When Life does not find a singer to sing her heart she produces a philosopher to speak her mind.

—Kahlil Gibran, Lebonese Poet, [Sand and Foam, 1926

Some afternoons we would gather at one of our pads and play the acoustic guitars we had all brought with us. Paul Horn, the American flute wizard, was there. John was keen to learn the finger-style I played and he was a good student. Paul already had a smattering of finger style. George preferred his Chet Atkins style. John wrote 'Julia' and 'Dear Prudence' based on the picking I taught him.

—Donovan, Paul McCartney: Many Years From Now, p.421-422, 1997

The interesting thing for me on 'Julia' is the finger-picking style. He learned to finger-pick off Donovan or Gypsy Dave, I think John said it was Gypsy Dave but the two of them were fairly inseparable and they both would have known it, and if they were both sitting down picking, then who is to know? It was a folk picking style, and he was the only one in the band who could ever do that properly. I made my own variation. Once you can do it, it's really very handy, it's a useful style. Actually I should learn it, never too late. That was John's song about his mum, folk finger-picking style, and a very good song.

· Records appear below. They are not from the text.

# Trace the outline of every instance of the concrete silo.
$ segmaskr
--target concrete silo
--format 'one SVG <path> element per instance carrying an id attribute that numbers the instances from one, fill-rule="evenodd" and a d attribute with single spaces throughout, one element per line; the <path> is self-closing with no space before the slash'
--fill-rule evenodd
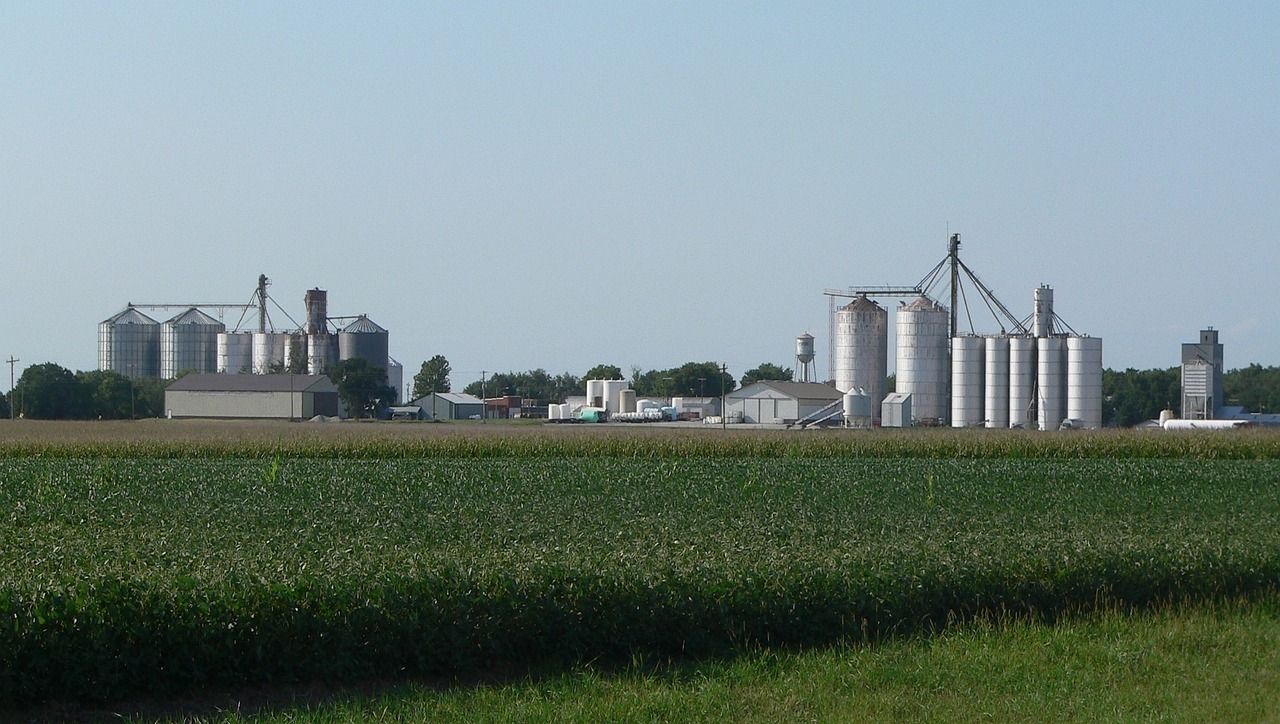
<path id="1" fill-rule="evenodd" d="M 1009 427 L 1030 427 L 1035 416 L 1036 340 L 1009 338 Z"/>
<path id="2" fill-rule="evenodd" d="M 159 377 L 159 323 L 133 307 L 99 323 L 98 369 L 132 379 Z"/>
<path id="3" fill-rule="evenodd" d="M 889 377 L 889 313 L 858 295 L 836 312 L 836 389 L 861 389 L 871 395 L 872 407 L 884 400 Z"/>
<path id="4" fill-rule="evenodd" d="M 218 335 L 227 325 L 191 307 L 160 325 L 160 377 L 218 370 Z"/>
<path id="5" fill-rule="evenodd" d="M 1102 427 L 1102 340 L 1067 338 L 1067 417 Z"/>
<path id="6" fill-rule="evenodd" d="M 986 421 L 983 380 L 986 340 L 964 336 L 951 340 L 951 426 L 972 427 Z"/>
<path id="7" fill-rule="evenodd" d="M 371 367 L 385 370 L 388 347 L 387 330 L 363 314 L 338 332 L 338 358 L 343 361 L 359 357 Z"/>
<path id="8" fill-rule="evenodd" d="M 1066 418 L 1067 340 L 1036 340 L 1036 413 L 1041 430 L 1057 430 Z"/>
<path id="9" fill-rule="evenodd" d="M 898 308 L 898 392 L 911 395 L 917 420 L 947 419 L 948 344 L 951 315 L 947 308 L 921 296 Z"/>
<path id="10" fill-rule="evenodd" d="M 218 334 L 218 372 L 225 375 L 253 372 L 253 332 Z"/>
<path id="11" fill-rule="evenodd" d="M 986 338 L 986 374 L 983 397 L 987 427 L 1009 426 L 1009 338 Z"/>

—Paul McCartney, Paul McCartney: Many Years From Now, p.422, 1997

The 32nd and final song intended for The Beatles was a gentle and touching new John Lennon composition, 'Julia', named after his late mother but also including a reference to Yoko in its lyric. 'Julia' was a solo Lennon recording — the only such occurrence during the Beatles' career — and it was recorded simply, on a four-track machine; acoustic guitar and vocal taped twice over, the two vocal recordings allowing for an effective word overlap on the word 'Julia' itself. The song was finished in very little time.